This is a fine-tuned version of the Facebook MMS (Massively Multilingual Speech) model for Swahili Text-to-Speech (TTS). The model was fine-tuned to improve Swahili pronunciation and performance using custom audio datasets.
- Model Name: Swahili MMS TTS - Finetuned
- Languages Supported: Swahili
- Base Model: Facebook MMS
- Use Case: Text-to-Speech for Swahili language, suitable for generating high-quality speech from text.

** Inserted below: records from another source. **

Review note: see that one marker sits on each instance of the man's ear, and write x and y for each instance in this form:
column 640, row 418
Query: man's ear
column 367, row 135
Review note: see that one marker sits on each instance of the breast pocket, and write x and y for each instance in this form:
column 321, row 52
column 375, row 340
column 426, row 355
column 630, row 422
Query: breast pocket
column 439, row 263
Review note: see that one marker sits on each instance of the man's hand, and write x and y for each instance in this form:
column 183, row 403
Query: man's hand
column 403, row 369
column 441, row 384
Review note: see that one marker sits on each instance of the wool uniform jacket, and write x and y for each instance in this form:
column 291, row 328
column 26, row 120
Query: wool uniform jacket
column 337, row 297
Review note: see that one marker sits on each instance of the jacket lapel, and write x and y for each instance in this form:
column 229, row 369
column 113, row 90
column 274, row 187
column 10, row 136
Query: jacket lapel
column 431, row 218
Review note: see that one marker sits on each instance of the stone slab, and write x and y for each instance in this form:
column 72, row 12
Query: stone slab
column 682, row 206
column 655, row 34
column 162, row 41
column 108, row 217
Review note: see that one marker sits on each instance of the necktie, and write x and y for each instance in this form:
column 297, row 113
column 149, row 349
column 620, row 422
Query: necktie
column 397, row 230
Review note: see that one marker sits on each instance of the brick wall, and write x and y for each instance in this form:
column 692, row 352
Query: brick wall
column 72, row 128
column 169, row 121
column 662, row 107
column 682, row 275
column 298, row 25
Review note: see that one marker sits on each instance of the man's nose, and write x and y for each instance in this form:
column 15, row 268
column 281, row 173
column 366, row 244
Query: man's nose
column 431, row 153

The fine-tuning process was done using a custom dataset of Swahili voice samples to improve the fluency and accuracy of the original MMS model in Swahili. This resulted in enhanced pronunciation and natural-sounding speech for Swahili.

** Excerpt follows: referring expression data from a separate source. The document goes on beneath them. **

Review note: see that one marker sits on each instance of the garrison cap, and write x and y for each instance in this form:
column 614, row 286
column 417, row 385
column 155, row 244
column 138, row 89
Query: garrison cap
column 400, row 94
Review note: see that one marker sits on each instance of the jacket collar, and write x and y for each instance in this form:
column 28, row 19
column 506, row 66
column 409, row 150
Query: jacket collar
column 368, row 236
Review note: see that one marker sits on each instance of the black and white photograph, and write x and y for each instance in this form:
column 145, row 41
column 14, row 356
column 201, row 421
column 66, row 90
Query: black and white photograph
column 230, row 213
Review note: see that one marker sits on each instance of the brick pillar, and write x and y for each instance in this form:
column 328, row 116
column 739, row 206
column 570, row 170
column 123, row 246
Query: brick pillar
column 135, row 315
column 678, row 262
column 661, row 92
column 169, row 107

You can check out the code and process used in the fine-tuning by visiting the GitHub repository.
You can load and use the model directly from the Hugging Face model hub using either the pipeline
API or by manually downloading the model and tokenizer.
You can also download the model and tokenizer manually and run the text-to-speech pipeline without the Hugging Face pipeline
helper. Here's how:
import torch
import numpy as np
import scipy.io.wavfile
from transformers import VitsModel, AutoTokenizer
device = torch.device("cuda" if torch.cuda.is_available() else "cpu")
model_name = "Benjamin-png/swahili-mms-tts-finetuned"
text = "Habari, karibu kwenye mfumo wetu wa kusikiliza kwa Kiswahili."
audio_file_path = "swahili_speech.wav"
# Load model and tokenizer dynamically based on the provided model name
model = VitsModel.from_pretrained(model_name).to(device)
tokenizer = AutoTokenizer.from_pretrained(model_name)
# Step 1: Tokenize the input text
inputs = tokenizer(text, return_tensors="pt").to(device)
# Step 2: Generate waveform
with torch.no_grad():
output = model(**inputs).waveform
# Step 3: Convert PyTorch tensor to NumPy array
output_np = output.squeeze().cpu().numpy()
# Step 4: Write to WAV file
scipy.io.wavfile.write(audio_file_path, rate=model.config.sampling_rate, data=output_np)
from transformers import pipeline
# Load the fine-tuned model
tts = pipeline("text-to-speech", model="Benjamin-png/swahili-mms-tts-finetuned")
# Generate speech from text
speech = tts("Habari, karibu kwenye mfumo wetu wa kusikiliza kwa Kiswahili.")
To save and play the audio, you can use the same methods mentioned above:
import soundfile as sf
# Save the audio as a WAV file
sf.write("swahili_speech.wav", output_np, model.config.sampling_rate)
You can play the audio using pydub
:
from pydub import AudioSegment
from pydub.playback import play
# Load and play the generated audio
audio = AudioSegment.from_wav("swahili_speech.wav")
play(audio)
Make sure to install the required libraries:
pip install torch transformers numpy soundfile scipy pydub
If you're interested in reproducing the fine-tuning process or using the model for similar purposes, you can check out the Google Colab notebook that outlines the entire process:
The notebook includes detailed steps on how to fine-tune the MMS model for Swahili TTS.
For further exploration and code snippets, visit the Source where you’ll find additional scripts, datasets, and instructions for customizing the model.
This project is licensed under the terms of the Apache License 2.0.